HTLV-1 p12 is an endoplasmic reticulum resident protein that is cleaved to generate p8, which traffics to the cell surface. p12 promotes T-cell activation by increasing NFAT activity while p8 induces T-cell anergy and enhances virus transmission. We have previously demonstrated that p12 and p8 coimmunoprecipitate. Though the dimerization domain of p12 and p8 is unknown, these proteins contain a single cysteine residue which may form intermolecular disulfide bonds. We have also determined that p8 localizes to membrane lipid rafts. Of importance, palmitoylation increases the hydrophobicity of proteins to target them to lipid rafts. As palmitoylation occurs on cysteine residues, we hypothesize that this post-translational modification regulates p12 and p8 localization, dimerization, and function. In this study, we have demonstrated that wildtype p12 and p8 formed hetero- and homodimers while a mutation at the cysteine residue (C39A) inhibited dimer formation and that monomeric wildtype p12 and p8, but not the C39A mutant, are pamitoylated. Immunofluorescence analysis showed that wildtype p8 localized at the cell surface while C39A p8 did not. This result suggests that p8 homodimerization or palmitoylation regulates p8 localization. We also analyzed ex vivo DNA samples from HTLV-1-infected individuals and found DNA polymorphisms at position 39. These naturally occurring polymorphisms affected dimerization and localization of p8. Currently, we are investigating whether mutation at C39 affects NFAT activation, virus transmission, or proviral load. Determining the mechanism by which p12 and p8 localization, dimerization, and functions are regulated will add to our understanding of HTLV-1 pathogenesis.
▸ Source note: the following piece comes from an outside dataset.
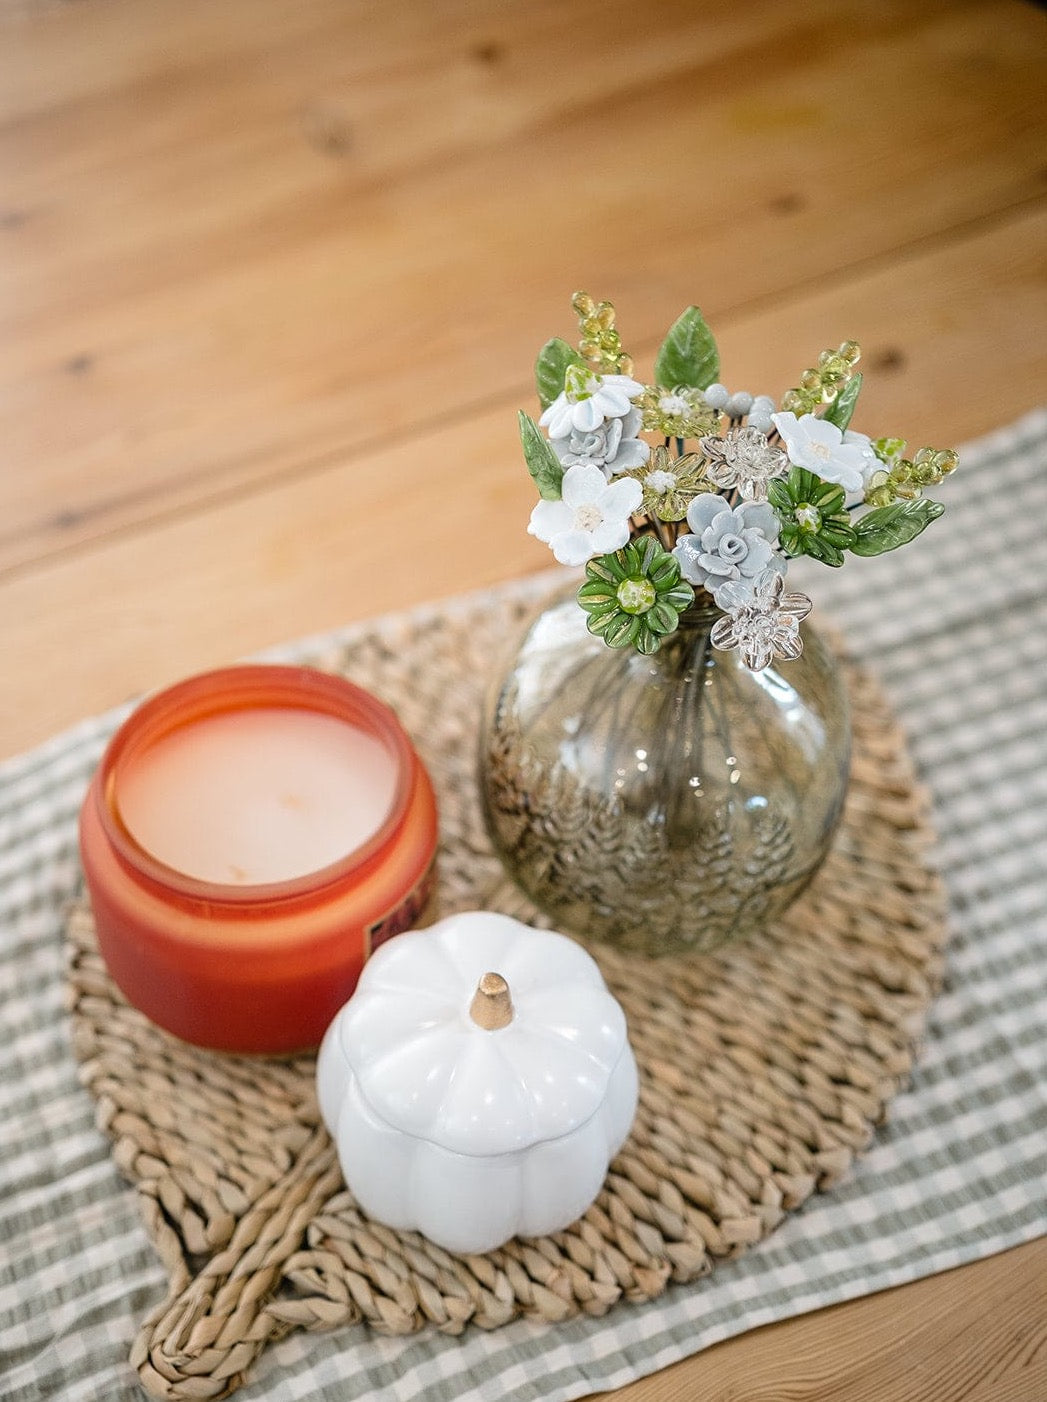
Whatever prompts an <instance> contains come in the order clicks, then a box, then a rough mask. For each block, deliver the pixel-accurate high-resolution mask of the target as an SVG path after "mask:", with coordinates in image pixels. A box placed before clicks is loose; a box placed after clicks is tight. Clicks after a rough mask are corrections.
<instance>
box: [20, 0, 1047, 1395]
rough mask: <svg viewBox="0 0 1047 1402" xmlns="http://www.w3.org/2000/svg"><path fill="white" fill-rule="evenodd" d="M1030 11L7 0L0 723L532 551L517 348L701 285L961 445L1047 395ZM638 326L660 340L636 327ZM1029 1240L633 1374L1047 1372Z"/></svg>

ORFI genetic polymorphisms in geographically distinct HTLV-1 infections

The region known as pX in the 3’ end of the human T-cell leukemia/lymphoma virus type-1 (HTLV-1) genome contains four overlapping open reading frames (ORF) that encode regulatory proteins. The expression of ORF-I produces the protein p12 which can be cleavage resulting in the p8 protein. These proteins interfere with the ability of a biologically active of HTLV-1, influencing at the virus infectivity and persistence. Here, we evaluated whether natural mutations in HTLV-1 ORF-I can influence the proviral load and clinical manifestation of HAM/TSP. For that, we analyzed 1530 HTLV-1 ORF-I sequences from different clones of 156 patients with negative or positive diagnosis for HAM/TSP and demonstrated that some mutations may be associated with the outcome of HAM/TSP (C39R, L40F, P45L, S69G and R88K) or with proviral load (P34L and F61L). We further examined the presence of mutations in motifs of HBZ and observed that P45L mutation is located within the HBZ nuclear localization signal and was found more frequently between patients with HAM/TSP and high proviral load. This results suggest that some HTLV-1 ORF-I mutations may be associated with the development of HAM/TSP and the proviral load levels.